Cotswold Water Park
Summary:The Cotswold Water Park is an incredible leisure resource that was born out of gravel extraction which began half a century ago.
Just a few miles from Cirencester, the Cotswold Water Park is an incredible leisure resource that was born out of gravel extraction which began half a century ago.
But the Cotswold Water Park is not what many people might imagine it to be, as there are no water slides, log flumes or the like. It is, in fact, a collection of 150 lakes and wetlands, covering 40 square miles, making it one of the UK's largest nature reserves with many previously "lost" species being successfully reintroduced into the wild.
When gravel extraction started 50 years ago, it created huge lakes which have proved ideal for a variety of uses including just about every water-based activity you could imagine, as well as plenty of fishing opportunities. The water park also hosts a popular triathlon.
The generally peaceful environment also makes it a popular location for walking, cycling, riding, caravanning and camping.
Cotswold Country Park and Beach, formerly known as Keynes Country Park, is the number one attraction in the Cotswold Water Park. Open from February to December, the country park offers the largest inland beach in the UK, as well as boat and kayak hire, bouncy castles, crazy golf, a climbing wall, adventure playgrounds, open water swimming, cafes and wonderful lakeside walks.

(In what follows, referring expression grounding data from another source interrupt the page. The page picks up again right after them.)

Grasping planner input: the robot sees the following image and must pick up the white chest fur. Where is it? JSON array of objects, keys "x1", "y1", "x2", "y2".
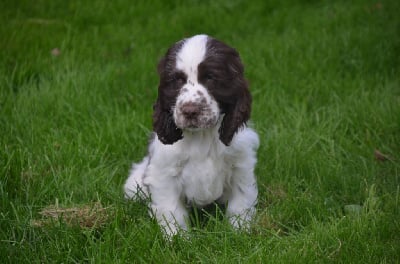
[{"x1": 180, "y1": 157, "x2": 231, "y2": 206}]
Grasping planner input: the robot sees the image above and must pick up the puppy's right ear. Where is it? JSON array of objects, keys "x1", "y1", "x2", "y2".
[{"x1": 153, "y1": 98, "x2": 183, "y2": 144}]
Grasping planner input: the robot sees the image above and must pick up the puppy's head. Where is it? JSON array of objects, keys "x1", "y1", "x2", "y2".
[{"x1": 153, "y1": 35, "x2": 251, "y2": 145}]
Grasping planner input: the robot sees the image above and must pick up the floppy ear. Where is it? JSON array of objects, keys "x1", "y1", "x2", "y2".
[
  {"x1": 219, "y1": 80, "x2": 251, "y2": 146},
  {"x1": 153, "y1": 98, "x2": 183, "y2": 144},
  {"x1": 153, "y1": 53, "x2": 183, "y2": 144}
]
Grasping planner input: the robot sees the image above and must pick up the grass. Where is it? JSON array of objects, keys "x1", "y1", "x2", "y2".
[{"x1": 0, "y1": 0, "x2": 400, "y2": 263}]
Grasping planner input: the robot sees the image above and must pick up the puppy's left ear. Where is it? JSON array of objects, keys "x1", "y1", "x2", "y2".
[{"x1": 219, "y1": 80, "x2": 251, "y2": 146}]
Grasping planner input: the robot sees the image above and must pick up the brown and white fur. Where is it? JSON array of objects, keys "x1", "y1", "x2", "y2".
[{"x1": 124, "y1": 35, "x2": 259, "y2": 236}]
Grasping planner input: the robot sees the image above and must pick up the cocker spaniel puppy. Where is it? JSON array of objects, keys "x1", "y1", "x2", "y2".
[{"x1": 124, "y1": 35, "x2": 259, "y2": 237}]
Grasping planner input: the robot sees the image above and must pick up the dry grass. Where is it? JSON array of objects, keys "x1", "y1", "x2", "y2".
[{"x1": 31, "y1": 202, "x2": 113, "y2": 228}]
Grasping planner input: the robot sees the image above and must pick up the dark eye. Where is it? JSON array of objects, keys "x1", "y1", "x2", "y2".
[
  {"x1": 204, "y1": 73, "x2": 215, "y2": 82},
  {"x1": 173, "y1": 73, "x2": 186, "y2": 85}
]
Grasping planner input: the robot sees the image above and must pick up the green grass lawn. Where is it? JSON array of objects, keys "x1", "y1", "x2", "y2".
[{"x1": 0, "y1": 0, "x2": 400, "y2": 263}]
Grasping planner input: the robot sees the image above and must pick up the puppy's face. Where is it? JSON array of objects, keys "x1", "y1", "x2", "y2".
[{"x1": 153, "y1": 35, "x2": 251, "y2": 145}]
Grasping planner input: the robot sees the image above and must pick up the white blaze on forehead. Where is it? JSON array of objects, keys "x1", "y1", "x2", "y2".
[{"x1": 176, "y1": 35, "x2": 208, "y2": 76}]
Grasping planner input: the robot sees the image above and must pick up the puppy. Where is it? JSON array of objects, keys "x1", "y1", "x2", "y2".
[{"x1": 124, "y1": 35, "x2": 259, "y2": 237}]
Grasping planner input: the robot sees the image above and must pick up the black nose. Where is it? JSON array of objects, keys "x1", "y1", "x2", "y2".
[{"x1": 181, "y1": 102, "x2": 201, "y2": 119}]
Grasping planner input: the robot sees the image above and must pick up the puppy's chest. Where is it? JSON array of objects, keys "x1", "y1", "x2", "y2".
[{"x1": 180, "y1": 157, "x2": 232, "y2": 206}]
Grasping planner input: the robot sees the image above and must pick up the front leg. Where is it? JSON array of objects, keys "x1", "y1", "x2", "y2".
[
  {"x1": 226, "y1": 168, "x2": 258, "y2": 230},
  {"x1": 144, "y1": 166, "x2": 188, "y2": 239}
]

Cotswold Country Park and Beach comprises two lakes formed about 40 years ago through gravel extraction and they are so clean that you can usually see the bottom of the lake from the viewing gallery on the Millennium Building. In the winter, although many of the water-based facilities close, the country park is still a great place to come for a beautiful lakeside walk.
The Cotswold Water Park as a whole has become a popular destination for both locals and visitors to the area who either come for the day or stay for longer.
A wide variety of accommodation options include luxury lakeside lodges, beautiful hotels, self-catering apartments or campsites.
A number of villages sit either in the designated 'Cotswold Water Park' or just outside it. While there is still some gravel extraction, the area is a Site of Specific Interest because of its geology with its various nature reserves providing protected areas for endangered wildlife.